As dúvidas, sobretudo da bancada de oposição ao prefeito Antonio Belinati (PDT), não eram sobre o benefício que o programa vai trazer mas, sim, sobre o texto do projeto. Uma delas referia-se à capacidade de endividamento do município, que poderia ficar comprometida com o empréstimo. O valor previsto no projeto - R$ 1,6 milhão - também foi considerado exagerado.
Guedes lembrou que, do total empregado nas Vilas Rurais, o Estado entraria com 25% a fundo perdido e a Prefeitura com 75%. Este último valor, ele apontou, seria pago pelas próprias famílias beneficiadas - cerca de 440, segundo levantamento preliminar - e não pela Prefeitura.

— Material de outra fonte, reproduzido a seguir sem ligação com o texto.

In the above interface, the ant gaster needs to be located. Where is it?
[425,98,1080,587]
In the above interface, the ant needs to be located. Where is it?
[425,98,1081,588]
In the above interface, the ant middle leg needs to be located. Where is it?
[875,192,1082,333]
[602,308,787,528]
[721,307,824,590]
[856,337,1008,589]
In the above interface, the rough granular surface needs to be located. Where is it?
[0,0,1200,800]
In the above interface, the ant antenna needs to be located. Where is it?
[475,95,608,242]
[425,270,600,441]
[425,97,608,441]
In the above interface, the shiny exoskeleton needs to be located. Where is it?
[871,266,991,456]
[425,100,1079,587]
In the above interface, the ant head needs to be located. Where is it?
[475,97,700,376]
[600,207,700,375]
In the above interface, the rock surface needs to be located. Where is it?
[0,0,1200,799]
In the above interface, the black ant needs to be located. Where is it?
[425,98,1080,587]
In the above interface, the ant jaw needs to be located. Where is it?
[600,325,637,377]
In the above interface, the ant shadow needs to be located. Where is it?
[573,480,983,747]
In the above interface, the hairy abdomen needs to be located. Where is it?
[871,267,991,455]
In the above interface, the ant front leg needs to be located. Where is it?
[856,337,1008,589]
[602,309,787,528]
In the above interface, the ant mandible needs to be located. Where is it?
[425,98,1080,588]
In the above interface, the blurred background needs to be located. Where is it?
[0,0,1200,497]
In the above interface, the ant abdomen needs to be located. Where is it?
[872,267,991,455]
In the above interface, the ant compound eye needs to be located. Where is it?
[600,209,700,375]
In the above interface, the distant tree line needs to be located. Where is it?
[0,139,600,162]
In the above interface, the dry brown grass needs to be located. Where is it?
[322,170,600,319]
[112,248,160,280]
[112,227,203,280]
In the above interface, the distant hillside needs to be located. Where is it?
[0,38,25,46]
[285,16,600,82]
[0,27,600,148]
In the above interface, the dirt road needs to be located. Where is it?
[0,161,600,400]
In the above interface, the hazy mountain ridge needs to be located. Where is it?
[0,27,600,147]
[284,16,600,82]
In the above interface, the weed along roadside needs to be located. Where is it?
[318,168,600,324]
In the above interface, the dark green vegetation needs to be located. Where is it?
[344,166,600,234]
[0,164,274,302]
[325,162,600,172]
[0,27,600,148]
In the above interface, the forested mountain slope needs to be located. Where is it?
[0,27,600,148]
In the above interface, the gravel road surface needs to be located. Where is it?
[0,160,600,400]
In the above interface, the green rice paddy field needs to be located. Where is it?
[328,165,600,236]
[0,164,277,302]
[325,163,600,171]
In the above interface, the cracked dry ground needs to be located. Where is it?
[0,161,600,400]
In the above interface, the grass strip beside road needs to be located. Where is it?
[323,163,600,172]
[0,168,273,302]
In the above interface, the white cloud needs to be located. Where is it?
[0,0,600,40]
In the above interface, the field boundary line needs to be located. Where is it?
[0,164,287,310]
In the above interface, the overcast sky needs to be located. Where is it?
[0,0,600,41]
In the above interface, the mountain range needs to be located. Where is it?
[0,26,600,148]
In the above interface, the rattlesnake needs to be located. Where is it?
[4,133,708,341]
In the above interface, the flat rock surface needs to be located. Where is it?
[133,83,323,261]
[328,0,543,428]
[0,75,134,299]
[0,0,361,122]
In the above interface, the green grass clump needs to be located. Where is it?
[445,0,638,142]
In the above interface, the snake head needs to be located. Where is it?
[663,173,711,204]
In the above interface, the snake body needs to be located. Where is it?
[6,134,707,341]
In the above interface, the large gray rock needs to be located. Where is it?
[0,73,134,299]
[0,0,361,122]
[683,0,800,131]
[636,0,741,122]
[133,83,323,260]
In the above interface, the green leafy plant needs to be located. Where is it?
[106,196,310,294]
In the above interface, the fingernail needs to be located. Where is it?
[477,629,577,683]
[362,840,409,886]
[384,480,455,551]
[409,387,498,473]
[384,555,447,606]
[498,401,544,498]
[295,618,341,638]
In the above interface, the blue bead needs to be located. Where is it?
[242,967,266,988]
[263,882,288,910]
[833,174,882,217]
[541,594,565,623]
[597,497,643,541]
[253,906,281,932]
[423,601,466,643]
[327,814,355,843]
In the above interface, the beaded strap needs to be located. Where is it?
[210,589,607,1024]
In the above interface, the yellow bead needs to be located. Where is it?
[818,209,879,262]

Já Samir Curi lembrou que, caso a Prefeitura consiga implantar o projeto com menos de R$ 1,6 milhão, o valor tomado junto ao Banestado também será menor. Ou seja, o valor pleiteado estaria dentro de uma ‘‘margem de segurança’’.
Salvador Francisco (PSDB) propôs duas emendas ao projeto: uma diminuindo o valor de R$ 1,6 para R$ 1 milhão e outra estipulando que a área comprada não fique a menos de três quilômetros de distritos ou povoados de Londrina. Mas as emendas irritaram o líder do prefeito na Câmara, Renato Araújo (PPB). ‘‘A primeira emenda ou é brincadeira ou é teste de fogo, briga de braço’’, disse, garantindo que, com as emendas, não interessava a aprovação do projeto. Salvador pediu aparte e lembrou que as emendas estavam respaldadas por nove vereadores.
Depois de muita discussão, Célio Guergoletto (PMDB) pediu para que o projeto fosse retirado de pauta e que, na próxima sessão, quinta-feira, Guedes e Curi voltem à Câmara para novas explicações. O objetivo é aprovar um texto que não desagrade as duas bancadas.